Britons are still more polite – but for how long?
There are numerous stereotypes about the British – their love of tea, the “stiff upper lip”, and of course their politeness. But does this politeness extend to intelligent virtual assistants, such as Artificial Solutions’ “our natural language app”? The opposite of this stereotype is that of the rude Yankee. With our natural language app as our test lab, can we see if there really is a difference between supposedly well-behaved brits and their allegedly more abrupt English speaking cousins across the Atlantic? The question might seem light-hearted, but a common problem in all decision making is the reliance of intuition (and sometimes stereotypes) when data might provide a firmer ground.

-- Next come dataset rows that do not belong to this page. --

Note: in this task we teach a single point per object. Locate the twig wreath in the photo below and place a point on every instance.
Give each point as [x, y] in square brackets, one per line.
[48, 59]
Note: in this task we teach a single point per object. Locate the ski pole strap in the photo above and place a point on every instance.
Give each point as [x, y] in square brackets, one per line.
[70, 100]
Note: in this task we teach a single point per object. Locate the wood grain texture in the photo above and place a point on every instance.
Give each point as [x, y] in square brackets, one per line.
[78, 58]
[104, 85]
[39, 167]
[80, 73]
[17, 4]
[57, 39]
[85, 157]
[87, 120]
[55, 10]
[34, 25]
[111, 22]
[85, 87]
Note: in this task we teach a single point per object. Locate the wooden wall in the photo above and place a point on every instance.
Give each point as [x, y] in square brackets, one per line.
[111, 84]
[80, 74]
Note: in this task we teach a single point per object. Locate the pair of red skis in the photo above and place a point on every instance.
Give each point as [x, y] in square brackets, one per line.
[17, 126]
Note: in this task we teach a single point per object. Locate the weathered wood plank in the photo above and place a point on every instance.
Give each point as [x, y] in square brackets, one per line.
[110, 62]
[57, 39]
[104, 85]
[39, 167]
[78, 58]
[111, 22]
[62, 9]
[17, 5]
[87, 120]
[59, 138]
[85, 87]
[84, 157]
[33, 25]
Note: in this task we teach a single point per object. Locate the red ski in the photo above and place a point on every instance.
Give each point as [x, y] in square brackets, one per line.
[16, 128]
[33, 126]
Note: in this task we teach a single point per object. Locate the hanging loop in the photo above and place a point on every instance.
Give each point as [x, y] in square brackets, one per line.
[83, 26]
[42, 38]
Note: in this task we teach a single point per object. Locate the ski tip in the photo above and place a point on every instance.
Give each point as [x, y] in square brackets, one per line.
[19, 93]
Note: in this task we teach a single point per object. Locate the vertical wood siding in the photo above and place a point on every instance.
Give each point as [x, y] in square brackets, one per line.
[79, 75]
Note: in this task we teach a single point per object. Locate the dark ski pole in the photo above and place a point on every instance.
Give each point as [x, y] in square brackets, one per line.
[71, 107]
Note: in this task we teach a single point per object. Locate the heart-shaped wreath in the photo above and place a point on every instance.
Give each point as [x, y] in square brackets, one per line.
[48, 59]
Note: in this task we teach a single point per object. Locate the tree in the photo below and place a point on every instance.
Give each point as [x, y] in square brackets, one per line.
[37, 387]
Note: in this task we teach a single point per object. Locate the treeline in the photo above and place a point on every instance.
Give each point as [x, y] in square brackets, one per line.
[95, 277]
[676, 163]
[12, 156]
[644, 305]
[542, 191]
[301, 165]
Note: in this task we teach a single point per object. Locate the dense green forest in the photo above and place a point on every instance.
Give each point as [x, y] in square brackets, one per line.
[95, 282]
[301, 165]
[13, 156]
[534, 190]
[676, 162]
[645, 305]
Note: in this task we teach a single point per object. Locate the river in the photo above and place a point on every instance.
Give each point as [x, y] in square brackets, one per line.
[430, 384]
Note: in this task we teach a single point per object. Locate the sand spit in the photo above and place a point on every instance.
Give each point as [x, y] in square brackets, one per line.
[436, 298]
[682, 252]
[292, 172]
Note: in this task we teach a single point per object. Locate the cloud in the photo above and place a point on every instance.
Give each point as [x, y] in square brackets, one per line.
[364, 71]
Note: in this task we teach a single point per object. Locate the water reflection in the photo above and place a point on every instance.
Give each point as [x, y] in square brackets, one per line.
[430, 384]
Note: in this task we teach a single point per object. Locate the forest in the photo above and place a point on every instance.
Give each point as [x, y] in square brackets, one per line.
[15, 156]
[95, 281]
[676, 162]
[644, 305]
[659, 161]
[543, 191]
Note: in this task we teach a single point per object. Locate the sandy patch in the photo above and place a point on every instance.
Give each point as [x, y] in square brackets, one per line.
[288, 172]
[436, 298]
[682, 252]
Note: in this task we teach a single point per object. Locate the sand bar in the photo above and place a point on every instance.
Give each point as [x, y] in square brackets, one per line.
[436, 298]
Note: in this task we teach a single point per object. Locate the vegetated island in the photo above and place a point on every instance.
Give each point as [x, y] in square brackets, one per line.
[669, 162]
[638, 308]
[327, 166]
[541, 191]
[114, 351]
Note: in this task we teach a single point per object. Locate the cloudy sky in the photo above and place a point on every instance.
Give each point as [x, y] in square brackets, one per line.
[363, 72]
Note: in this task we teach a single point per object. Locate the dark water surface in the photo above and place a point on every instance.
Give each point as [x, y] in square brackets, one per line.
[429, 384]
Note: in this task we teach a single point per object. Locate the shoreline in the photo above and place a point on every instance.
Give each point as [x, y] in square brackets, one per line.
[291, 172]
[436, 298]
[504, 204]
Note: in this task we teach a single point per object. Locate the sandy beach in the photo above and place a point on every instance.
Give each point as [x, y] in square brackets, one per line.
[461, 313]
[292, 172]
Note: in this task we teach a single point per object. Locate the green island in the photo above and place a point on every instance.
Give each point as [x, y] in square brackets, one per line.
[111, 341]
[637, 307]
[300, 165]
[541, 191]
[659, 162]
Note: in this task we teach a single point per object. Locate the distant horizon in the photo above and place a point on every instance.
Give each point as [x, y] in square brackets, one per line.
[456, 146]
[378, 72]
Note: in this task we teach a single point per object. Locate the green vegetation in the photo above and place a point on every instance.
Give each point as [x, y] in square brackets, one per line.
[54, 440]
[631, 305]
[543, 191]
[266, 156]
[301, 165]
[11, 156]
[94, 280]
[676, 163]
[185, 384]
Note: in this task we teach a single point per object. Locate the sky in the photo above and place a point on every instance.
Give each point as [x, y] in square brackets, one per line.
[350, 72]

The first step in this case is to determine how politeness can be measured. However, a very basic indicator of politeness in English is the use of please. Armed with one month’s worth of our natural language app logs, some 286331 utterances from users in 171 countries, we can see how often British and American natural language app users include please in their inputs. The logs are easily retrieved from the Teneo Analytics API, which is purpose-built for searching and retrieving conversational data. Thanks to the open architecture of the API, an integration library makes it easy to analyse and visualise the results in the statistical platform R.

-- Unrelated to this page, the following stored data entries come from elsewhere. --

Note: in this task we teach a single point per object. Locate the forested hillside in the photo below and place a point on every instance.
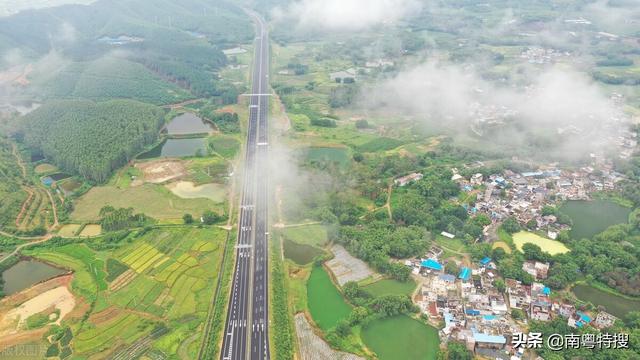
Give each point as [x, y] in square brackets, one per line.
[12, 194]
[92, 139]
[132, 49]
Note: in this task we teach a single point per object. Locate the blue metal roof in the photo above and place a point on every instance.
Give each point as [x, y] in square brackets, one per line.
[431, 264]
[465, 273]
[584, 317]
[447, 277]
[486, 338]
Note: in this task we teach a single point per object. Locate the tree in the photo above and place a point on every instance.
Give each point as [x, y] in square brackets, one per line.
[517, 314]
[498, 253]
[457, 351]
[92, 139]
[343, 329]
[187, 218]
[532, 252]
[210, 218]
[451, 268]
[511, 225]
[362, 124]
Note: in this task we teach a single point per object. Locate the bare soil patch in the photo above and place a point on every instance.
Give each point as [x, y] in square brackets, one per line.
[313, 347]
[347, 268]
[161, 171]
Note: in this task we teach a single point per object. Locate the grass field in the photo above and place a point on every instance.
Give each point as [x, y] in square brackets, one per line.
[551, 246]
[390, 287]
[314, 235]
[163, 278]
[326, 304]
[153, 200]
[328, 154]
[69, 230]
[224, 145]
[45, 168]
[91, 230]
[401, 337]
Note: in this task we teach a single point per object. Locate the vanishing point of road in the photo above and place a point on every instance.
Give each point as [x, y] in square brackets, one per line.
[246, 332]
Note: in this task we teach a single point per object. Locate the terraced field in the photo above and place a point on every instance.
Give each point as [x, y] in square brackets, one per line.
[160, 287]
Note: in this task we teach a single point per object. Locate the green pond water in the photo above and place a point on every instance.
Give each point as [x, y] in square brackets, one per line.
[616, 305]
[330, 154]
[593, 217]
[27, 273]
[401, 337]
[188, 123]
[177, 148]
[325, 302]
[301, 254]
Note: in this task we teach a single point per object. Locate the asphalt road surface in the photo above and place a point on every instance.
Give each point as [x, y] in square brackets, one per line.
[246, 333]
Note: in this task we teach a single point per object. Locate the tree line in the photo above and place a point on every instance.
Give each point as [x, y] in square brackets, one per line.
[91, 139]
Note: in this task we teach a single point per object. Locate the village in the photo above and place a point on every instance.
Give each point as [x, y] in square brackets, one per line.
[482, 316]
[468, 306]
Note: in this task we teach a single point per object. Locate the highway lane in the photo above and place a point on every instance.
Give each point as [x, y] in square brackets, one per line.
[247, 315]
[260, 309]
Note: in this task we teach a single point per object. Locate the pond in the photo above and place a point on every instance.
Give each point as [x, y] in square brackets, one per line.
[26, 273]
[553, 247]
[69, 186]
[177, 148]
[59, 176]
[616, 305]
[187, 190]
[325, 302]
[301, 254]
[593, 217]
[188, 123]
[327, 154]
[401, 337]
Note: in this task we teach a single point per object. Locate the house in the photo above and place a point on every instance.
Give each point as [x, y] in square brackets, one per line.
[447, 278]
[447, 235]
[566, 310]
[465, 274]
[578, 320]
[488, 341]
[604, 320]
[379, 63]
[431, 264]
[519, 297]
[402, 181]
[476, 179]
[537, 269]
[346, 76]
[540, 310]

The figure below compares the proportion of inputs containing please in our natural language app user inputs from the UK, USA, and other countries. The black dots mark the usage of please by users in the UK and USA, whereas the average of all countries is represented by the dotted horizontal line. The vertical axis is the proportion of inputs with please in them, so in this figure the higher regions of the plot mean higher usage of please.
At first sight, it seems that the stereotypes hold water: the British use please around 3 times more often than the Americans. The vertical lines extending from the black dots in the figure indicate confidence intervals, ranges of reasonable uncertainty around the numbers. As the plot shows, the difference between the two groups is far greater than the uncertainty, since there is no overlap between the confidence intervals. Likewise, both are quite different from the overall average usage of please based on users from all countries.
But geographical location is only one indicator of how people speak. Another important factor is age. If we take age groups into consideration, do we still find the same pattern? The Teneo Analytics API makes it easy to retrieve not only linguistic data, but also metadata such as the user’s age alongside the inputs. The figure below shows the proportion of inputs containing please by age group, for UK and US users.
Clearly, the figure tells a different story when age is taken into consideration. We can immediately see the difference for age groups from 50 and up. However, for users below the age of 50, there are no systematic or consistent differences in the usage of please between our natural language app users in the UK and USA.
How are we to interpret these results? One possible interpretation is that a generational shift in the use of please is underway in the UK. However, another possibility is that in conversation with other humans, these British under-50s are still using please at similar rates as their elders, but that they modify their style when speaking to a virtual assistant. Unlike the common stereotype, the our natural language app log data, based on how the users actually speak to the bot, are both more precise and more interesting. Above all, it illustrates the importance of consulting data instead of relying on intuition alone.